How important is it to clone?

This post has now been moved to the Enterprise Systems Backup Blog. You can find it here.

11 thoughts on “How important is it to clone?”

  1. Hi Preston,

    Your first two points hit the mark but the argument about backup to another site hasn’t convinced me.

    First, it sounds like you using “historical backups” in the sense of archive. While backup and archive both make copies of data, they have independent lifecycles and purposes. It’s comparing apples and oranges — both of which are good 😉

    Second, saying “not good” when you’ve had a site failure isn’t exactly relevant to the point being discussed. It’s equivalent to saying “not good” when all your backups are destroyed. True enough but it says nothing about how well protected the “other copies” are.

  2. Hi Mike,

    You raised two concerns about the argument over backing up to another site not being sufficient reason to avoid cloning. I’ll cover both off.
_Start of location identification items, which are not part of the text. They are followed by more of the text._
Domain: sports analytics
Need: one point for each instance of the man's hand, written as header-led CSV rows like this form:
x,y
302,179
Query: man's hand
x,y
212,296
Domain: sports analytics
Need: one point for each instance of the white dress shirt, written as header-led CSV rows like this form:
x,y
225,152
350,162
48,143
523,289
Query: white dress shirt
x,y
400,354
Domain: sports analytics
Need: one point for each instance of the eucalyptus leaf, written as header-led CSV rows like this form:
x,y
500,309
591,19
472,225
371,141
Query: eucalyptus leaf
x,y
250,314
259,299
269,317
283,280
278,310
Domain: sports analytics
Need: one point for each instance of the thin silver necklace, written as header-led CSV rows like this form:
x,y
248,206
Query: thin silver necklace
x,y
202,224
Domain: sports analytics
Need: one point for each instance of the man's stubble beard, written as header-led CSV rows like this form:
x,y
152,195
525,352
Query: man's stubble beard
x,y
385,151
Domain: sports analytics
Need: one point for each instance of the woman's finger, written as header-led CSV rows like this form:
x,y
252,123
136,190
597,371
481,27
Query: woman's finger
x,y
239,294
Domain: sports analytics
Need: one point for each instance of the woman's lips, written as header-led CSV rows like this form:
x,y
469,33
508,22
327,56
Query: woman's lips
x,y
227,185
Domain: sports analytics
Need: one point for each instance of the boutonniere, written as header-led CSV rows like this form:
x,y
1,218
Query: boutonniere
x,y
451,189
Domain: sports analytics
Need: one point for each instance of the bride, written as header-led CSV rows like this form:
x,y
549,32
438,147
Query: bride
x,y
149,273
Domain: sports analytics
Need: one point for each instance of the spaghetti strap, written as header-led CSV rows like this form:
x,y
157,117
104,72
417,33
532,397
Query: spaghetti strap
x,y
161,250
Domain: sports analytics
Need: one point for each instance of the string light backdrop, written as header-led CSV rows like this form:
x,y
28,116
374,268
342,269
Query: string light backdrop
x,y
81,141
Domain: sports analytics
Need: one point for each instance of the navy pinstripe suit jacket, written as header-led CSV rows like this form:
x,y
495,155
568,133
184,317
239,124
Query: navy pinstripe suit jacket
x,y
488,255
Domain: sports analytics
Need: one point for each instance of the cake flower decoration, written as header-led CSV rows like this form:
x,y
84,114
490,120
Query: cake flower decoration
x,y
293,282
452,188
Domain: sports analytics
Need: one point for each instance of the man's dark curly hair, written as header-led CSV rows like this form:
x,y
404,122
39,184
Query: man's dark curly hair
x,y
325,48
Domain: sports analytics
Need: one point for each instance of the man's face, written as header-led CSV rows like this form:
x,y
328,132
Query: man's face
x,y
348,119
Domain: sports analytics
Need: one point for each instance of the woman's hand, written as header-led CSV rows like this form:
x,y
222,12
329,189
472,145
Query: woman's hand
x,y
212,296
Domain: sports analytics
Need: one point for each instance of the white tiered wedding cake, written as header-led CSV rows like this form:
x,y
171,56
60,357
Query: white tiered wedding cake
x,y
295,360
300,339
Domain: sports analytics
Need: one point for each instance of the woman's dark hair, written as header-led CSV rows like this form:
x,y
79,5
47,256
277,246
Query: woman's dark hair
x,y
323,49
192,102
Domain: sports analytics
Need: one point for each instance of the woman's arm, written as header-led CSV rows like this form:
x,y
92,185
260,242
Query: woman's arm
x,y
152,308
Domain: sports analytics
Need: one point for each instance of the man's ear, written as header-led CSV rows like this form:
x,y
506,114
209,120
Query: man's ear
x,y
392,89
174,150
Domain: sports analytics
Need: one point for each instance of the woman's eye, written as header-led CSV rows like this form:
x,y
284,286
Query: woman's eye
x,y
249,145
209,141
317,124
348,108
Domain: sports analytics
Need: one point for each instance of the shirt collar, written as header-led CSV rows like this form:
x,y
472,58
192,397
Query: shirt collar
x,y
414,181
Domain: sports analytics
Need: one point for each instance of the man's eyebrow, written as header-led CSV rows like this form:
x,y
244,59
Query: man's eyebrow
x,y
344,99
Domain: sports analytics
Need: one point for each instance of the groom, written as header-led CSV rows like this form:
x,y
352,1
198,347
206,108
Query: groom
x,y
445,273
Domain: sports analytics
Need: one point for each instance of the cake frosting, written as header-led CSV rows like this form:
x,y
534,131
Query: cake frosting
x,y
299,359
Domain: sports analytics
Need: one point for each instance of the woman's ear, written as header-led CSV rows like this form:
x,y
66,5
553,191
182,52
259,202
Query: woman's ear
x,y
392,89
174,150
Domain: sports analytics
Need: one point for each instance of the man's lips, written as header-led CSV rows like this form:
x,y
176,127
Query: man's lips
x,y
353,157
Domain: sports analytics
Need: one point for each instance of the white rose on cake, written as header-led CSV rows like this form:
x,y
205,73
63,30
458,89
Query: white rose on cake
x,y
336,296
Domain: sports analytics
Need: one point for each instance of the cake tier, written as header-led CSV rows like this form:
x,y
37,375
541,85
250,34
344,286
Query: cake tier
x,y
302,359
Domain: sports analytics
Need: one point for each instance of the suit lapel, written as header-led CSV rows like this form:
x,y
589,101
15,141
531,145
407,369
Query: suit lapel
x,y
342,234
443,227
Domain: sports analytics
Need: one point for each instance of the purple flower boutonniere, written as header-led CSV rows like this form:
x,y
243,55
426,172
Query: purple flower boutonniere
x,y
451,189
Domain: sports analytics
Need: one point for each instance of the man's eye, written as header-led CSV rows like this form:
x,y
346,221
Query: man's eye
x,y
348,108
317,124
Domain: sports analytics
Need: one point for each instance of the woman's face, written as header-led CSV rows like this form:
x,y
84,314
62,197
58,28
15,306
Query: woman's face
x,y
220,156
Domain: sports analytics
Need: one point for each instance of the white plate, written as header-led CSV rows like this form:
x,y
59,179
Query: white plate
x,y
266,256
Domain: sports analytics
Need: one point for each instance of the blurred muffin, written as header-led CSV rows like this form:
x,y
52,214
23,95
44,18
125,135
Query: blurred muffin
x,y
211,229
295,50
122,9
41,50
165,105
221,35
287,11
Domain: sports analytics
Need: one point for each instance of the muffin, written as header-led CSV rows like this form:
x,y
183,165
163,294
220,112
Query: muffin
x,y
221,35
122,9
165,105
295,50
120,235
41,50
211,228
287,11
    In the first, when I said “historical backups”, I didn’t mean archives – backups and archives are indeed not the same thing. What I was referring to is the long term retention backups, such as say, monthly backups that are kept for a period of years, rather than weeks or days.

    Typically when you backup to another site, you’re not backing up to standalone tape drives – the vast majority of the time it’s some form of mass storage system, regardless of whether that’s a PTL, VTL, or disk backup unit (DBU). So, this means that you’ll have more than just the most recent backup stored “online” or “nearline” at the disaster recovery/business continuity site. (Let’s refer to it as the BCS).

    A good backup system should keep a particular percentage of backup history online – the actual amount will depend on the frequency of recovery requests* – thus, if the BCS say, burns to the ground and you don’t clone, there’s a high likelihood you’ll have lost backups prior to the most recent backup as well, and that more than likely means losing data that you’ll want to recover at some point. Hence, unless you say, remove every tape from your BCS as soon as the backup completes, you’re going to lose data in a BCS failure in this scenario.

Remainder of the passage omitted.